Metroid Prime developer Retro Studios has largely served as the steward of the AAA-tier Metroid titles for the bulk of the century, but while they had temporarily passed the reigns over to internal Nintendo studios that then resulted in the development of Metroid Prime 4, other teams, including Spanish developer MercurySteam were working on Metroid: Samus Returns of and 2021’s Metroid Dread. Eventually, Metroid Prime 4 hit the rocks and so Retro once again regained control of the title, and in turn, stepped back into the world of Samus Aran having worked on two Donkey Kong games in the meantime. As it turns out though, for a period, Retro wasn’t totally done with Metroid, as it turns out that they had other irons in the fire that simply didn’t amount to a full project.
Paul Tozour, who was responsible in part of Metroid Prime has recently spoken to Did You Know Gaming, and spoke of how at one stage, Retro was conceiving a title that drew plenty of comparisons to XCOM in the period where development on Metroid Prime 3 was coming to a close. According to Tozour, the game was to be a prequel to the Metroid Prime titles, with him saying that the game would cover “the moment when Samus Aran first separates from the Chozo who raised her from childhood, encounters humanity and becomes a bounty hunter.”
The pitch document for the game reportedly reads,
Metroid Tactics allows the player to control the legendary Samus Aran, a squad of elite Galactic Federation troopers, and various other bounty hunters as they work together to defeat the Space Pirates.

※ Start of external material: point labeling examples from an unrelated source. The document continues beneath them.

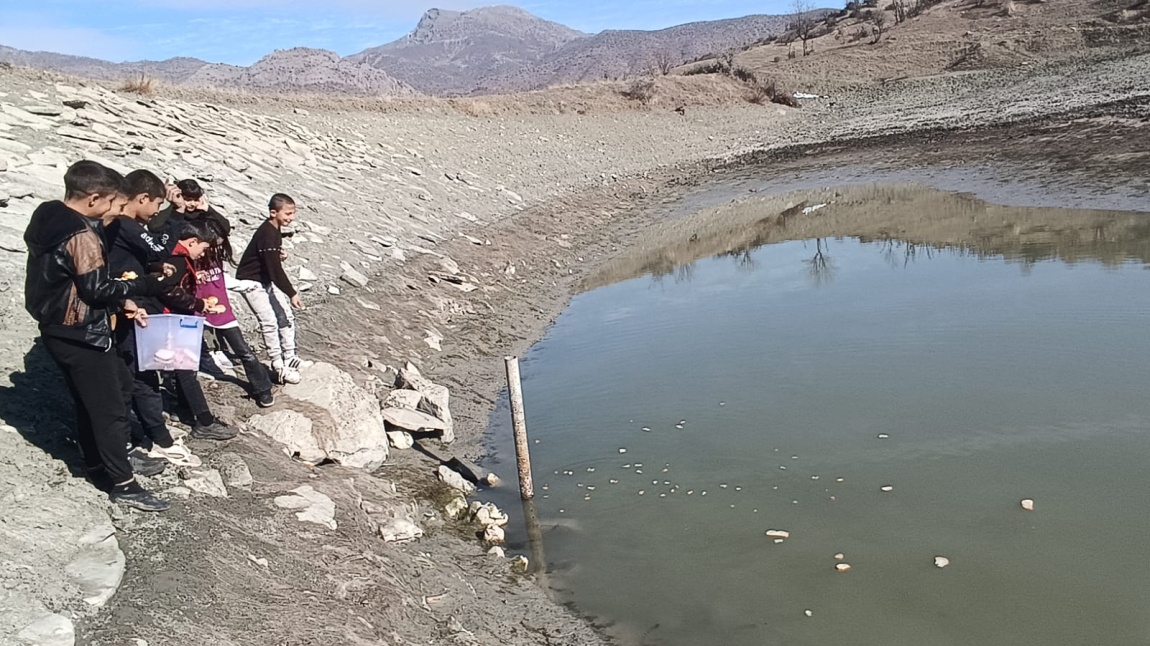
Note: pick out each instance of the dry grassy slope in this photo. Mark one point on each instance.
(953, 36)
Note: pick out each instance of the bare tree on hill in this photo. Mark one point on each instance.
(805, 21)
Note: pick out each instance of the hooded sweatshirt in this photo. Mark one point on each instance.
(67, 287)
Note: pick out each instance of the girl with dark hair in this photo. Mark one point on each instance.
(212, 282)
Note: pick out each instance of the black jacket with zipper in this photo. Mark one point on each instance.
(67, 287)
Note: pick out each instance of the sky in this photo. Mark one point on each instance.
(242, 31)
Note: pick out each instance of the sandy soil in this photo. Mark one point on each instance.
(1064, 133)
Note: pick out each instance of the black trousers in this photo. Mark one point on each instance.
(257, 375)
(147, 401)
(101, 387)
(193, 395)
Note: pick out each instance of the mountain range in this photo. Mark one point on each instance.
(489, 50)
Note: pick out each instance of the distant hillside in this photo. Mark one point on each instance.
(490, 50)
(299, 69)
(618, 54)
(449, 52)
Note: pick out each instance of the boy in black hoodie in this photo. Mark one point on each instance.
(68, 291)
(191, 244)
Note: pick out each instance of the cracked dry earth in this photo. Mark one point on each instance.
(442, 240)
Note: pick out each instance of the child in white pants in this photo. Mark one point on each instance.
(265, 285)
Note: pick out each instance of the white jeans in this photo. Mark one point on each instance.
(277, 321)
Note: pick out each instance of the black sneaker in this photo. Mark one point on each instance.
(145, 466)
(265, 399)
(215, 430)
(139, 498)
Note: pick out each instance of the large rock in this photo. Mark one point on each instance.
(352, 433)
(99, 566)
(294, 431)
(434, 400)
(309, 506)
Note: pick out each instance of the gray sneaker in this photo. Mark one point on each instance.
(216, 430)
(144, 464)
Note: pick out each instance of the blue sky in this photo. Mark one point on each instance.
(242, 31)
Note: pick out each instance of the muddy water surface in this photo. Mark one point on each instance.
(775, 363)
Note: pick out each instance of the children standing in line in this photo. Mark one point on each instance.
(192, 243)
(69, 292)
(269, 292)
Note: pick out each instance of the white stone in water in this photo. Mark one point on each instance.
(493, 533)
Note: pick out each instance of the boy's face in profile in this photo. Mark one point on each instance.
(144, 207)
(196, 247)
(285, 215)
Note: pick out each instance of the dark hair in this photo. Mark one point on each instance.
(280, 200)
(190, 189)
(143, 183)
(87, 177)
(221, 251)
(199, 230)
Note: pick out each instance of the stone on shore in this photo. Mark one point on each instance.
(401, 440)
(207, 482)
(453, 479)
(309, 506)
(234, 470)
(293, 430)
(435, 398)
(99, 566)
(50, 630)
(355, 435)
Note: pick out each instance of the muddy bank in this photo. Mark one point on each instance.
(198, 575)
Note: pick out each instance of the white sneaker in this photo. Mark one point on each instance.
(289, 376)
(297, 363)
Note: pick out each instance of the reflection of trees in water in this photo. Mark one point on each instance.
(820, 267)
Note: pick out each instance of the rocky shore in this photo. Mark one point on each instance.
(430, 246)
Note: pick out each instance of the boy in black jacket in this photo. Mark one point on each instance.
(73, 298)
(192, 243)
(132, 250)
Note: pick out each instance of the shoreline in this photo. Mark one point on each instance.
(349, 585)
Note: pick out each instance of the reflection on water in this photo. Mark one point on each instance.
(910, 220)
(746, 371)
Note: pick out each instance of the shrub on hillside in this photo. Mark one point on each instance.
(138, 85)
(641, 90)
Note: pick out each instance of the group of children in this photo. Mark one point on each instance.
(105, 259)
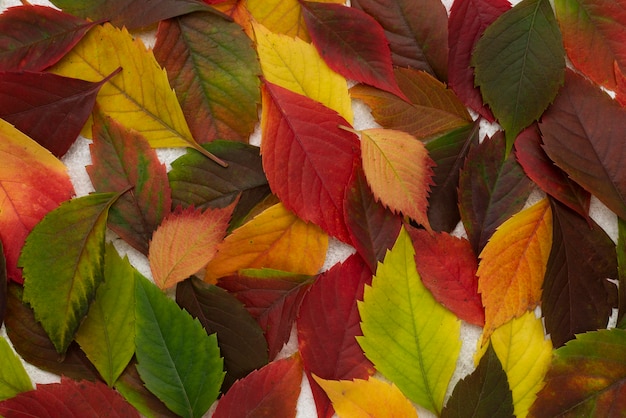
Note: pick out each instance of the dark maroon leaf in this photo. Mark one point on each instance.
(448, 152)
(492, 188)
(551, 179)
(576, 294)
(49, 108)
(239, 337)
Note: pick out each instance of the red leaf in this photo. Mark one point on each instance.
(49, 108)
(35, 37)
(546, 175)
(270, 391)
(307, 158)
(468, 20)
(327, 342)
(447, 266)
(68, 399)
(352, 43)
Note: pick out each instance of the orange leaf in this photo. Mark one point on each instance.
(513, 264)
(185, 242)
(276, 239)
(398, 169)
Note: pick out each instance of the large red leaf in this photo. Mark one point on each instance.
(583, 134)
(416, 31)
(468, 20)
(352, 43)
(327, 342)
(68, 399)
(308, 160)
(35, 37)
(447, 266)
(270, 391)
(49, 108)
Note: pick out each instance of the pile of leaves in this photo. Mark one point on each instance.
(239, 233)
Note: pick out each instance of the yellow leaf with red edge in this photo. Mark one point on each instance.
(297, 66)
(513, 265)
(367, 398)
(399, 171)
(32, 183)
(275, 239)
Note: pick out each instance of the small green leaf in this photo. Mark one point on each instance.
(13, 376)
(411, 338)
(63, 261)
(177, 360)
(520, 65)
(107, 335)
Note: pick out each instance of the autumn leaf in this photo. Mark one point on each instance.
(185, 242)
(519, 65)
(68, 244)
(299, 135)
(513, 264)
(32, 183)
(296, 65)
(411, 339)
(581, 135)
(123, 160)
(214, 70)
(360, 398)
(352, 43)
(139, 97)
(416, 31)
(33, 37)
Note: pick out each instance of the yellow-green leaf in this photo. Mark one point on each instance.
(296, 65)
(410, 337)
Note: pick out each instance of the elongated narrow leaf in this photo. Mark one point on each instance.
(297, 66)
(411, 339)
(107, 335)
(214, 70)
(307, 158)
(186, 377)
(269, 241)
(28, 173)
(576, 294)
(33, 38)
(68, 244)
(122, 159)
(520, 65)
(140, 97)
(581, 135)
(239, 336)
(352, 43)
(13, 377)
(416, 31)
(513, 264)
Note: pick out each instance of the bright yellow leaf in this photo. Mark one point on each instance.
(140, 96)
(296, 65)
(275, 239)
(398, 170)
(513, 264)
(367, 398)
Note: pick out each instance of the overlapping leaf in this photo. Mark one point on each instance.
(32, 183)
(519, 64)
(68, 244)
(214, 70)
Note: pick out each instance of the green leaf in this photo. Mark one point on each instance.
(176, 358)
(13, 376)
(107, 335)
(519, 64)
(484, 393)
(587, 378)
(411, 338)
(63, 264)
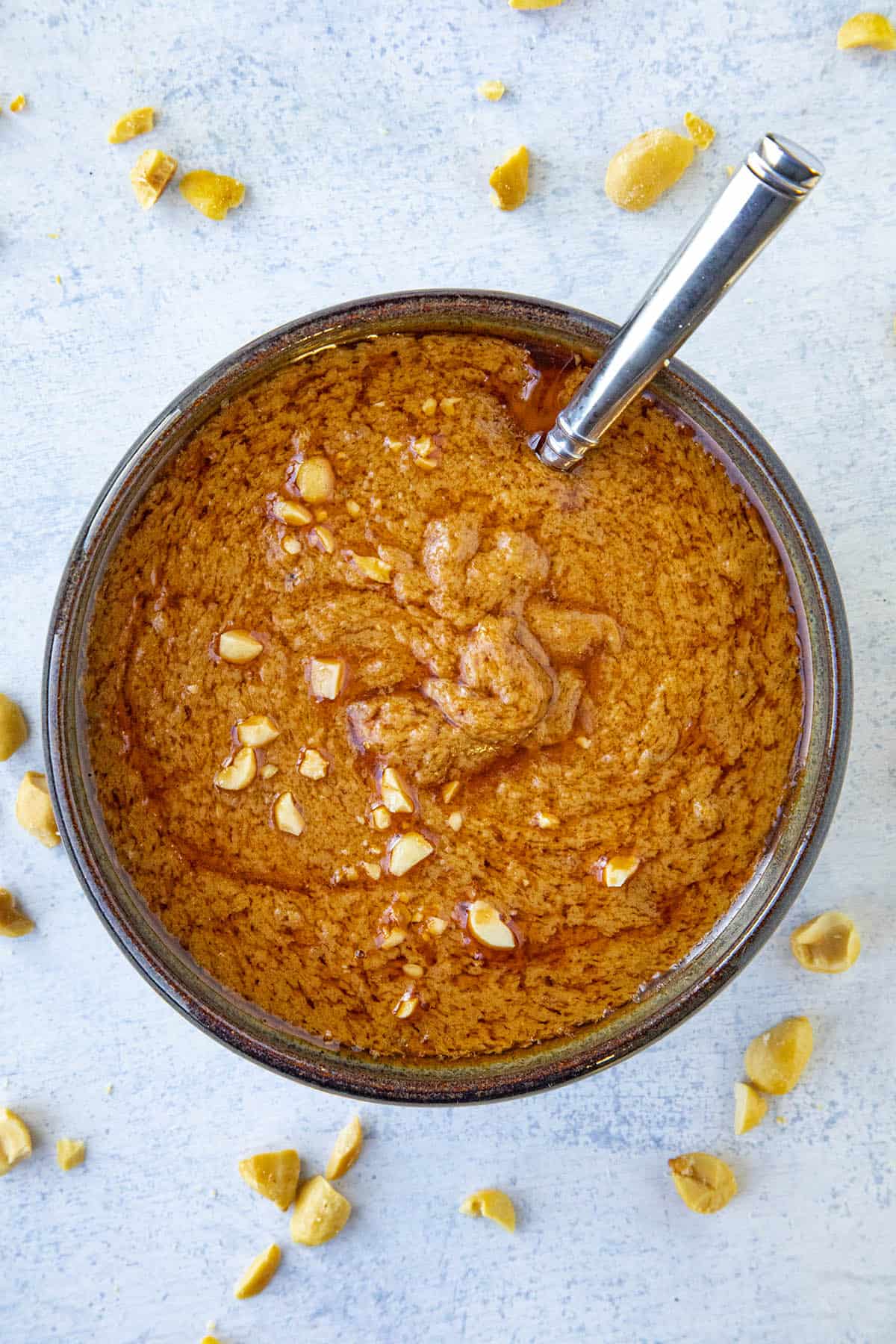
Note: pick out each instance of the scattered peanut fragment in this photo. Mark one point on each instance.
(260, 1273)
(134, 122)
(211, 194)
(70, 1154)
(394, 792)
(312, 765)
(13, 922)
(346, 1149)
(408, 851)
(292, 512)
(828, 942)
(647, 167)
(320, 1213)
(509, 181)
(273, 1175)
(151, 175)
(13, 730)
(257, 730)
(775, 1060)
(326, 678)
(316, 480)
(373, 567)
(287, 815)
(700, 131)
(238, 647)
(238, 773)
(488, 927)
(617, 868)
(408, 1004)
(867, 30)
(704, 1182)
(750, 1108)
(15, 1140)
(34, 811)
(491, 1203)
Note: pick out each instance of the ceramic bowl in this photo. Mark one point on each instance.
(671, 998)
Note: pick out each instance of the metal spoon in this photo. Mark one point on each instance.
(768, 187)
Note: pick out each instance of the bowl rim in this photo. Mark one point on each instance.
(519, 1073)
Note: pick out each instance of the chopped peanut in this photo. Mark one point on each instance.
(491, 1203)
(136, 122)
(704, 1182)
(346, 1149)
(273, 1175)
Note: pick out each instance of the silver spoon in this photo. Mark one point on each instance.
(768, 187)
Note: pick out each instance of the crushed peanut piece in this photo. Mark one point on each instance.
(211, 194)
(287, 815)
(373, 567)
(704, 1182)
(750, 1108)
(136, 122)
(617, 868)
(257, 730)
(488, 927)
(394, 792)
(346, 1149)
(326, 678)
(13, 922)
(238, 647)
(320, 1213)
(316, 480)
(273, 1175)
(323, 539)
(70, 1154)
(13, 730)
(258, 1275)
(408, 851)
(238, 773)
(509, 181)
(828, 942)
(34, 811)
(312, 765)
(491, 1203)
(492, 90)
(151, 175)
(15, 1140)
(292, 512)
(867, 30)
(700, 131)
(775, 1060)
(408, 1004)
(648, 167)
(546, 820)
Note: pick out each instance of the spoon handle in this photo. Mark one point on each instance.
(770, 183)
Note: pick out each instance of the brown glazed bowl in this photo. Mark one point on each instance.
(669, 998)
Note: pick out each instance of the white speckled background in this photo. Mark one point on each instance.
(366, 152)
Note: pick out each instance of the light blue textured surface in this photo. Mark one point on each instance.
(366, 151)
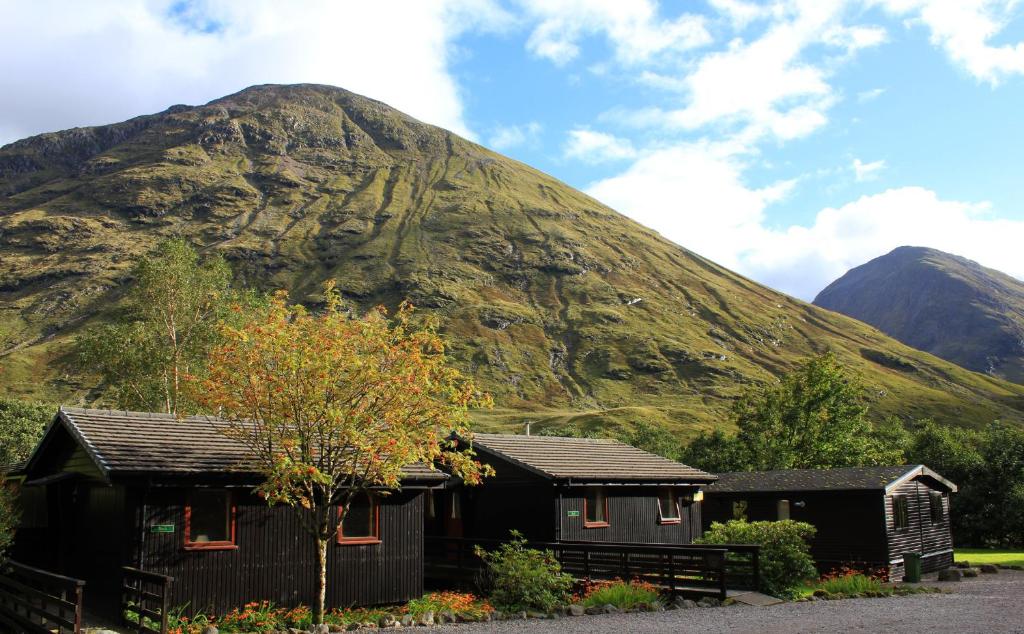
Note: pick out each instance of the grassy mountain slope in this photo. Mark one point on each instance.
(940, 303)
(563, 308)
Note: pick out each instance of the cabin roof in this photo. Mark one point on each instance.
(846, 478)
(127, 444)
(586, 459)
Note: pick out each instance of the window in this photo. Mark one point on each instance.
(935, 505)
(456, 507)
(901, 513)
(595, 507)
(361, 523)
(668, 507)
(210, 520)
(431, 509)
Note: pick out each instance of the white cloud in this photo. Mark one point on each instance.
(507, 137)
(803, 260)
(869, 95)
(634, 29)
(767, 87)
(965, 30)
(695, 196)
(867, 171)
(593, 146)
(73, 64)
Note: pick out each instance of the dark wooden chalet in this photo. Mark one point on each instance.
(567, 490)
(866, 516)
(123, 489)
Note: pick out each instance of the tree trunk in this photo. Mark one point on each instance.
(322, 544)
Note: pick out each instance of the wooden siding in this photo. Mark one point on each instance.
(275, 558)
(932, 540)
(849, 523)
(633, 517)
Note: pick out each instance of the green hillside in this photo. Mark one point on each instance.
(940, 303)
(560, 306)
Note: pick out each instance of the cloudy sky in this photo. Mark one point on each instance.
(787, 140)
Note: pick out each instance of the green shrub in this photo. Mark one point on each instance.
(524, 579)
(620, 593)
(8, 514)
(785, 559)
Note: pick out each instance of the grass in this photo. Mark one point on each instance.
(624, 595)
(986, 555)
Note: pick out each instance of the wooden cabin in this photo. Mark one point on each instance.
(563, 490)
(864, 516)
(126, 489)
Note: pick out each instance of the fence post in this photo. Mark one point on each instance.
(721, 572)
(756, 565)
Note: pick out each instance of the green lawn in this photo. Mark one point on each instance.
(984, 555)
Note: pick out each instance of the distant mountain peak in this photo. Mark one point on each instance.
(554, 302)
(941, 303)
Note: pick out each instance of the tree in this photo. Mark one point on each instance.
(716, 453)
(331, 406)
(22, 424)
(169, 322)
(814, 418)
(987, 466)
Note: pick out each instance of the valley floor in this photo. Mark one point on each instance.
(988, 603)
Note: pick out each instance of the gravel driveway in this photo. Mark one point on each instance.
(987, 603)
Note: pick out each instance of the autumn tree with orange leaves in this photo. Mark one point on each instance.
(331, 406)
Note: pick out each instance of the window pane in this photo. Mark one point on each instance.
(595, 506)
(901, 517)
(209, 519)
(667, 504)
(936, 506)
(359, 519)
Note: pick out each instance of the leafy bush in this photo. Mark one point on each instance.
(524, 579)
(8, 515)
(785, 559)
(619, 593)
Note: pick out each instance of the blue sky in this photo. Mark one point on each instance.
(788, 140)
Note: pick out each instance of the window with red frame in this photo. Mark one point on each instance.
(361, 523)
(668, 507)
(210, 520)
(595, 508)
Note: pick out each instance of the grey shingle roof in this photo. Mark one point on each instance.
(847, 478)
(587, 459)
(138, 442)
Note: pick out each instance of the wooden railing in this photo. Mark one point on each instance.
(146, 596)
(36, 601)
(677, 568)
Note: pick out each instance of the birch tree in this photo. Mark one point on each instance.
(332, 406)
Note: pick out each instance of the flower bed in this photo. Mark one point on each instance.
(848, 583)
(264, 617)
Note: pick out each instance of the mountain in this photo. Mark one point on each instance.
(941, 303)
(560, 306)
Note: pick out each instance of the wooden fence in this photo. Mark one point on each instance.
(36, 601)
(677, 568)
(147, 596)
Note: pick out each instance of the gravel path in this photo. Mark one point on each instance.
(987, 603)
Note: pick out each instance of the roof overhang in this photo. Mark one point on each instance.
(921, 471)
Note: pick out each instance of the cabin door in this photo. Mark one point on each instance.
(453, 514)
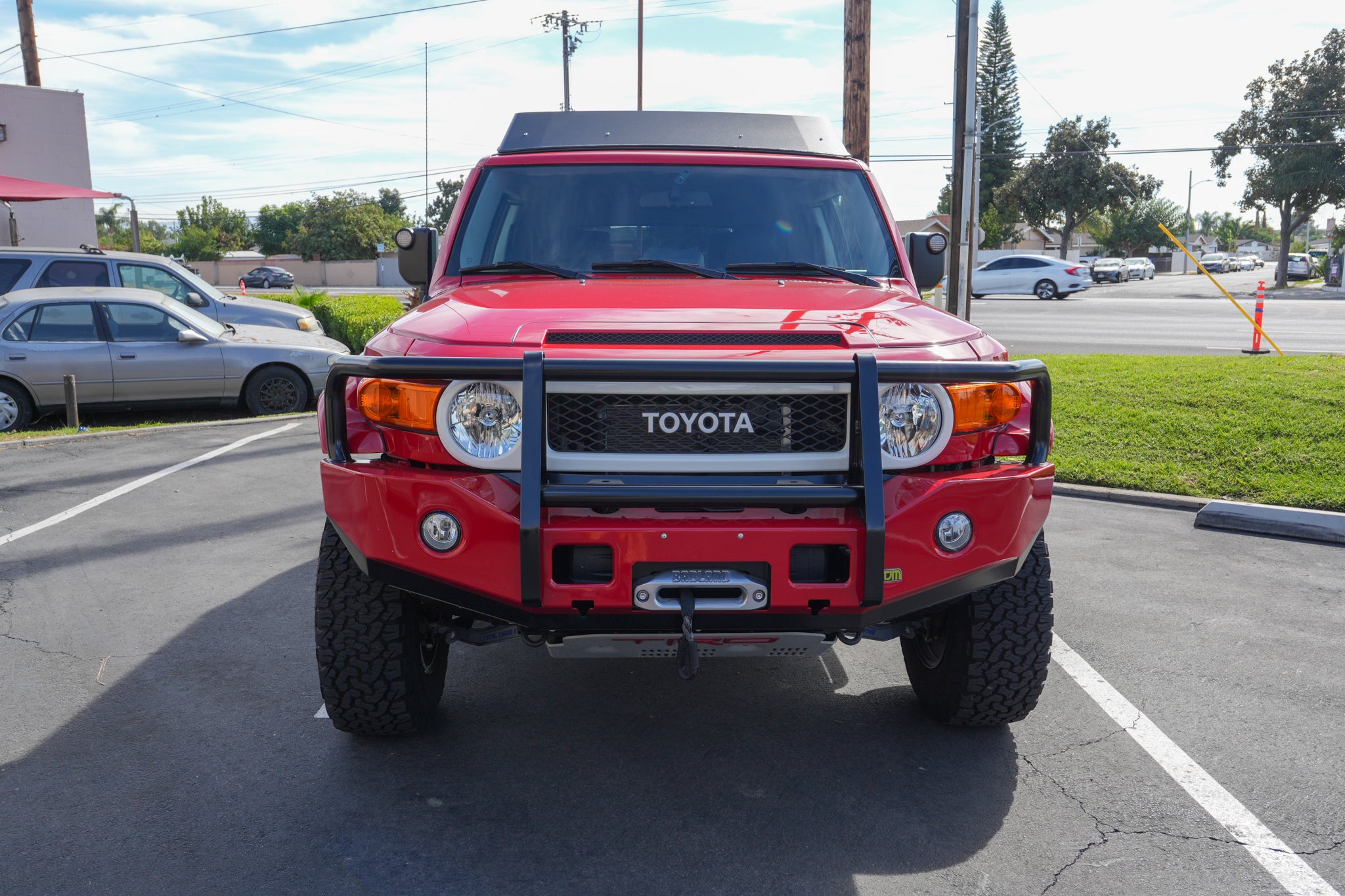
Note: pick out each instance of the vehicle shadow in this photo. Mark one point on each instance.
(204, 770)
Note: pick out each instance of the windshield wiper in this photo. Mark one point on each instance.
(648, 264)
(500, 268)
(767, 268)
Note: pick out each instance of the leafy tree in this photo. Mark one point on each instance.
(198, 245)
(1294, 128)
(115, 232)
(998, 228)
(997, 93)
(276, 224)
(1129, 230)
(441, 207)
(231, 226)
(343, 226)
(1074, 179)
(390, 200)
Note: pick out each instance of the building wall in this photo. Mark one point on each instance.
(46, 140)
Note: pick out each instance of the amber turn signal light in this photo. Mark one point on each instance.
(409, 406)
(984, 406)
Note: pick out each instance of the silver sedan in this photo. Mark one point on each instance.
(136, 347)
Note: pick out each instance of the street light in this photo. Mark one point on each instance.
(1189, 186)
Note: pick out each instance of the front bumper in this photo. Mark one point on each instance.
(513, 523)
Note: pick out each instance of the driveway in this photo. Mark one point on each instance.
(160, 733)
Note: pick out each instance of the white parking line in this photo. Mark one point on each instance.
(132, 486)
(1270, 851)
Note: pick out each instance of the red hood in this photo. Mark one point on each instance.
(521, 312)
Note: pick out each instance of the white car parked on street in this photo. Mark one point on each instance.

Along the way, the player can hire new units and upgrade all of the units in his team with many different kinds of new armor, weapons, skills, and abilities – with Samus and the various bounty hunters having a large number of unique abilities that will prove invaluable in combat.
Sadly, the project never got greenlit internally, a process that “In order to succeed, a pitch would have had to enlist the support of then-design lead Mark Pacini, studio head Michael Kelbaugh, and Nintendo producer Kensuke Tanabe, and those three individuals had wildly different tastes and perspectives on gameplay and different goals for what they wanted to see Retro Studios working on,” said Tozour.
Metroid Prime 4 is currently in active development, targeting release on the Nintendo Switch on an unspecified date.